I am so acquainted with the experiences she described that I had high hopes for the book. I thought perhaps it might give voice to the silent traumas still lingering in me. I thought that maybe it just might shed some light on the darkened places that I still harbor. But it didn’t.
Rasmus describes the ordeal of “the crash” in great detail. She also writes openly about her path to recovery. And yet, somehow, all the emotional weight of the experience is missing from the writing. Her tone is so prosaic, so distant, and detached, that the reader fails to fully realize just how aggressive and catastrophic a dark night of the soul can be.
I was neither stirred, nor moved by Rasmus’ book. She writes with the voice of one who is well, one who has recovered, and who is far on the other side of “the crash”. She writes of her crash as if it were a distant memory.
Some of us need to hear the voice of one who knows the taste suffering because they still have blood in their teeth. Some of us need to hear truth from someone who is still limping.
Would I recommend Rasmus’ book. Probably not. But, I’m grateful that I read it, grateful that I finished the plate of it’s offerings, and grateful that I chewed the gristle. Rasmus may not have taught me anything new, she may not have said anything I didn’t already know, or hadn’t already heard before, but she offered me a reminder.
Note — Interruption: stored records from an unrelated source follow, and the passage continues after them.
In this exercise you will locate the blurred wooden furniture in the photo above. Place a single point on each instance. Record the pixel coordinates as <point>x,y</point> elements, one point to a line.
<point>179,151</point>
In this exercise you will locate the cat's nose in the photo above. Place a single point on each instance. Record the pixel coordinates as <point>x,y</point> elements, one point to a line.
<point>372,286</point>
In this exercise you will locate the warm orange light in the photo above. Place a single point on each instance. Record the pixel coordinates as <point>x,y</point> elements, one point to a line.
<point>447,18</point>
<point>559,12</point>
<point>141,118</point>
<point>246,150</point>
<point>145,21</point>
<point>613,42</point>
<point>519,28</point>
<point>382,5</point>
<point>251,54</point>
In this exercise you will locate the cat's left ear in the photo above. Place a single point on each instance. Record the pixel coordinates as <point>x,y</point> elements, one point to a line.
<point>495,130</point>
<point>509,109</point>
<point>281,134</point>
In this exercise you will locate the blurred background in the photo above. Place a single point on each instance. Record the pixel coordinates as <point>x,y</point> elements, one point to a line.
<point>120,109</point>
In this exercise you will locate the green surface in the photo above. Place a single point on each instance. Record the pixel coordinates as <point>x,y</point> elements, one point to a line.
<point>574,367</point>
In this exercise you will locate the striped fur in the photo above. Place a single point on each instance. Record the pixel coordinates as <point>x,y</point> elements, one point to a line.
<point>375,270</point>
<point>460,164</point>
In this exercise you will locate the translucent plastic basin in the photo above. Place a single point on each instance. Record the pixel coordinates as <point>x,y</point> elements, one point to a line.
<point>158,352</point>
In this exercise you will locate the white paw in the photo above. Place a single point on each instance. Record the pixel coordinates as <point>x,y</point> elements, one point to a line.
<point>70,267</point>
She reminded me that when we are scared, small, and lonely, when we are lying desperate in the dark, this is not only when we most need the work of writers, poets, and artists, but this is also when we most need to do the work of artists, writers, and poets. It’s the makers and creators who truly know and understand that hope is not a feeling. Hope is a series of motions and movements that we commit to making everyday. Hope is rarely grand or triumphant, when it is, it is usually a false hope. Hope is the seemingly uninspired monotony of showing up and doing the work. Inspiration is simply the name given to the glimmering whispers of a hope that faintly flickers in the cavernous aftermath of a crash. Hope is what happens each time paper succumbs to the pressure of a pen. Hope is what happens each time canvas finds the strength to stretch out across something solid and stable. Hope is the sound of a voice singing out from the endless expanse of night.
It’s the saddest and most depressing art that brings the most hope because it harbors the most hope. The fact that it exists means that an artist, in the depths of her despair, managed to summon the will to make something, and nothing gives me more hope than that.